The global health care industry, for example, “faces a significant threat from criminal groups deploying ransomware, the consequences of which can include the disruption of critical care facilities,” according to a February report from security research company CrowdStrike. “Along with the possibility of significant disruption to critical functions, victims face a secondary threat from ransomware operations that exfiltrate data prior to the execution of the ransomware.” 

Criminals steal data from victims and threaten to leak it to get around steps taken by companies to restore their computers from backups without paying ransoms, Adam Meyers, senior vice president of intelligence at CrowdStrike, said in an interview in February. 

The proliferation of ransomware as a service is fueling an “extortion ecosystem,” Liska said. 

Criminals often search a victim’s computer network to see if the company has a cyber insurance policy and grab a copy if they find one, telling the victim during negotiations, “Hey, according to the policy you have, they’ll pay up to $1 million in ransom, and that’s what we want now,’” Liska said.  

Criminals also threaten to expose other sensitive, nonpublic information, such as a merger and acquisition plan, or expose financial details to the stock market, or steal and publish confidential information from a company’s CEO or other top officials, Liska said. 

The U.S. government and others around the world are cracking down on criminal affiliates and their overlords. 

On Friday, a rival ransomware group known as Unknown was claiming in underground forums that DarkSide’s servers and bitcoin wallets used to collect ransomware were seized, Liska said. 

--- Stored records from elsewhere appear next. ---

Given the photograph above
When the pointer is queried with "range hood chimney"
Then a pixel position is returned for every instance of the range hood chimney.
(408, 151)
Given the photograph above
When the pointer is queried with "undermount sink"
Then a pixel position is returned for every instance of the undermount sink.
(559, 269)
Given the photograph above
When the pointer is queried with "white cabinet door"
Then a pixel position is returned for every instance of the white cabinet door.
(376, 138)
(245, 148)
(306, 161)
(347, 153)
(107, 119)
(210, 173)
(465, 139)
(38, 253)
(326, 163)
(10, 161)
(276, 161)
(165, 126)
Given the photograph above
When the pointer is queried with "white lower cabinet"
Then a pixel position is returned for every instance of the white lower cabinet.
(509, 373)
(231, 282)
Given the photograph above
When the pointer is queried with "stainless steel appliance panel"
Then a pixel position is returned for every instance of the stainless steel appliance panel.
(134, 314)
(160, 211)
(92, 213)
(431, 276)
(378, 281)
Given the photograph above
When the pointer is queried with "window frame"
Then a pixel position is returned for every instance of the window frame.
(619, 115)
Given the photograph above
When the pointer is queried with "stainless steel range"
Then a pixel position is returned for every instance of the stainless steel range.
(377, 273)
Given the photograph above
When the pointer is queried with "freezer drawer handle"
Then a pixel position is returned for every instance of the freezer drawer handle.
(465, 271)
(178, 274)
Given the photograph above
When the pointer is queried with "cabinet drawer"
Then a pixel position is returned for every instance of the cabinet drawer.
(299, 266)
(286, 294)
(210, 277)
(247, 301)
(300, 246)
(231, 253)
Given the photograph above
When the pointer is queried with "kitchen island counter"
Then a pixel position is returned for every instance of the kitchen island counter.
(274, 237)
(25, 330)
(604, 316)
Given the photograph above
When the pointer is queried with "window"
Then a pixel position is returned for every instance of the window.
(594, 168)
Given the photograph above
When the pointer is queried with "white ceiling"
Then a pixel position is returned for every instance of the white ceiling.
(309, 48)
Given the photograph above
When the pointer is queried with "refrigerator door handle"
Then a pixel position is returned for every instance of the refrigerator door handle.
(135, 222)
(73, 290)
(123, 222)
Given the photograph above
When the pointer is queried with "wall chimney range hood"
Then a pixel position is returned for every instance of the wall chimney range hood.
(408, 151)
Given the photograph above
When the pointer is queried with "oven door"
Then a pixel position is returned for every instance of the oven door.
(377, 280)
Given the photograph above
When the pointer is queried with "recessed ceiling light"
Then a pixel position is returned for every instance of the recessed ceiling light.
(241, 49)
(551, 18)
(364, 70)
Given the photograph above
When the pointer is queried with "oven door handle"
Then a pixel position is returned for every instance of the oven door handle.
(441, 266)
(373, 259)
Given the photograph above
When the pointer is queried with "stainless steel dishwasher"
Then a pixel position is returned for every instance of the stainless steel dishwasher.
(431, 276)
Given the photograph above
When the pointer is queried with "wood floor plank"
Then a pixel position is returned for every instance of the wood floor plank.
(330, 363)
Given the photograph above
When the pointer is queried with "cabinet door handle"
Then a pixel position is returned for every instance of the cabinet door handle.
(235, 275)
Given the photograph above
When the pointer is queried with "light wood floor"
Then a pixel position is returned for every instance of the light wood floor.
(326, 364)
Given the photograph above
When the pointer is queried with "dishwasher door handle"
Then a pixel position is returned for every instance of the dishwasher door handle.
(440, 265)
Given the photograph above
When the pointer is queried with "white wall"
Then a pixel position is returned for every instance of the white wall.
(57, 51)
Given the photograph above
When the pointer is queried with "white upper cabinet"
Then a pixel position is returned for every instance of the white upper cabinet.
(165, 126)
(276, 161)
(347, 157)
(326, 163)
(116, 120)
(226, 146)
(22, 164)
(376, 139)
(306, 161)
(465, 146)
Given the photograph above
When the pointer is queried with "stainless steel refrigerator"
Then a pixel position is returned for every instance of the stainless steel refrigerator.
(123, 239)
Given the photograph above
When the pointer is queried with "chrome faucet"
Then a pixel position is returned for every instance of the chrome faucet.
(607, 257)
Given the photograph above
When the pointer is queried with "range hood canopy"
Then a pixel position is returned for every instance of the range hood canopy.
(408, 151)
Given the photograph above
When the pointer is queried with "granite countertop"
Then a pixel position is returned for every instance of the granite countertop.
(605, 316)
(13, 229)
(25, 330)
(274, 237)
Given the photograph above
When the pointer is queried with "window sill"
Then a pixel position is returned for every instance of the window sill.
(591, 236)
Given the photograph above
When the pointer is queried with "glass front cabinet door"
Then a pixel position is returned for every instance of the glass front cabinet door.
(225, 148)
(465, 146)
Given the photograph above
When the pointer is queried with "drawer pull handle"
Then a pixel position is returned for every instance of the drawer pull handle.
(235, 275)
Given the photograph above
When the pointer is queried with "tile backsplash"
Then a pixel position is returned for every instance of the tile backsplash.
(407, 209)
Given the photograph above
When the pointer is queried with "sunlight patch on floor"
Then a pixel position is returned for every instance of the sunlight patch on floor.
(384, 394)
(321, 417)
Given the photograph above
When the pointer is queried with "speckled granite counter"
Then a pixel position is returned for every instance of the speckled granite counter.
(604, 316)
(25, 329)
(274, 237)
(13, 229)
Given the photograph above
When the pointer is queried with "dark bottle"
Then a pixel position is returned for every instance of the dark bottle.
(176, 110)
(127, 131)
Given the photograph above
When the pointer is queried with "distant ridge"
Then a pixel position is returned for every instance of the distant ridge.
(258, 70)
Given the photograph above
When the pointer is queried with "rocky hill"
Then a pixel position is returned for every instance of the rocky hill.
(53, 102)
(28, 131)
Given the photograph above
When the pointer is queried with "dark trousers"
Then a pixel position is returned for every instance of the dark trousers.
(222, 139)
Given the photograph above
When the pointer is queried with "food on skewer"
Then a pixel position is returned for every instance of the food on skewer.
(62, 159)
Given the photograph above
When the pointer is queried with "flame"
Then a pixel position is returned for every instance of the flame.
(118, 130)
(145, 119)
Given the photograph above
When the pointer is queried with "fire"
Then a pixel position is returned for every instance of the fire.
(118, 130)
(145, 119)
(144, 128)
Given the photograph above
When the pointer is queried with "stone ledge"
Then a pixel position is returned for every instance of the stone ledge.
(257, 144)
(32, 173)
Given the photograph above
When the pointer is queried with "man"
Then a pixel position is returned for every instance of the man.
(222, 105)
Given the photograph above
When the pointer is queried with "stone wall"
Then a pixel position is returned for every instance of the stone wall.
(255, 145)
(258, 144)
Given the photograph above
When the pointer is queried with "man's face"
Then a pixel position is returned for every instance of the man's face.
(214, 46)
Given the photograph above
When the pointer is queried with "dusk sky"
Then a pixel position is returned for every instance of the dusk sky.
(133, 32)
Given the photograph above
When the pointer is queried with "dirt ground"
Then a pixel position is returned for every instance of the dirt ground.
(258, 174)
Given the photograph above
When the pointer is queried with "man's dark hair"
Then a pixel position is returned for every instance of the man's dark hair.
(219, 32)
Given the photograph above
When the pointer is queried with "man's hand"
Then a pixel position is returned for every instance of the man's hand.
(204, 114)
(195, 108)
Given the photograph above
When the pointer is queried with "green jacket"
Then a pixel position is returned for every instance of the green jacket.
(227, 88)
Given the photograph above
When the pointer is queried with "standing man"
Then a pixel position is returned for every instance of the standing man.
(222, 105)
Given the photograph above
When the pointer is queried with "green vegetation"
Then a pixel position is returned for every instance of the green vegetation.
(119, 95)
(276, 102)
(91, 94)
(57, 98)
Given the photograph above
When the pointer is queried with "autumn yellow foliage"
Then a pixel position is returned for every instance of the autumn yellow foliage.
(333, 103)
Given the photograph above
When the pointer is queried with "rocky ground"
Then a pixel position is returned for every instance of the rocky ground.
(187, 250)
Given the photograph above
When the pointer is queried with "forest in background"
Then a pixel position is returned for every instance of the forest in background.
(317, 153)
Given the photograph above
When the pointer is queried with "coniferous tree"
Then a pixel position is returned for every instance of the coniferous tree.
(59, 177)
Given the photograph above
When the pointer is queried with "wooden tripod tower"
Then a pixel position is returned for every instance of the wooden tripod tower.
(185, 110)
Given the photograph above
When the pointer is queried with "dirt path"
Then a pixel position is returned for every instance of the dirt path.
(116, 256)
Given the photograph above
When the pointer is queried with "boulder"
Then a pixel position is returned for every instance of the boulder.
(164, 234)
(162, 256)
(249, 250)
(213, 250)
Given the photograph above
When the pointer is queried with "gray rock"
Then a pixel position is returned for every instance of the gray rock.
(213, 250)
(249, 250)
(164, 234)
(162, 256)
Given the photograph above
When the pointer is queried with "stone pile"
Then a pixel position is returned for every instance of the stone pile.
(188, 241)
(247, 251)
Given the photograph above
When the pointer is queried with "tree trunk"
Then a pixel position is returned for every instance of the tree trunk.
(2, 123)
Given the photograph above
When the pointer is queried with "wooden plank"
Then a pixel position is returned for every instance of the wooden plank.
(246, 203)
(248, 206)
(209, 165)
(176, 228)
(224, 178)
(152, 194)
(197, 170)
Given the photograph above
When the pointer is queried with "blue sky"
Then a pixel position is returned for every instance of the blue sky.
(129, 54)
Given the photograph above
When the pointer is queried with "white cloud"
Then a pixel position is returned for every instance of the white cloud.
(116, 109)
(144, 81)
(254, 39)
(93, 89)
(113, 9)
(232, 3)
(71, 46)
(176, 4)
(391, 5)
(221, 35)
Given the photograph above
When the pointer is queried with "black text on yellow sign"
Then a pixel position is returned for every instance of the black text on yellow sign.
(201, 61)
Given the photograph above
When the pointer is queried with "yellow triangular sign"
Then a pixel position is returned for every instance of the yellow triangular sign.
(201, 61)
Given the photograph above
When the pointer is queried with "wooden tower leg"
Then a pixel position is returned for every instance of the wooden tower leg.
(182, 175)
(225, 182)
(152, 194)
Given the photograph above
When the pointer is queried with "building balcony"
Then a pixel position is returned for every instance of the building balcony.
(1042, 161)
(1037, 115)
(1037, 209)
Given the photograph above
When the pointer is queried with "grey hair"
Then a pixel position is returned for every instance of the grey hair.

The group claimed that the U.S. government had shut it down, but “take it with a grain of salt. This just could be that DarkSide is trying to get himself cover as he is ducking and running,” Liska said. 

DarkSide is said to be run by a criminal who uses the handle darksupp on underground forums. 

Usually, ransomware operators are not deterred by much, but “when the president of the United States mentions you on a nationally televised speech,” as Biden did when he called out DarkSide for the attack on Colonial Pipeline, “you tend to realize you have screwed up bad.”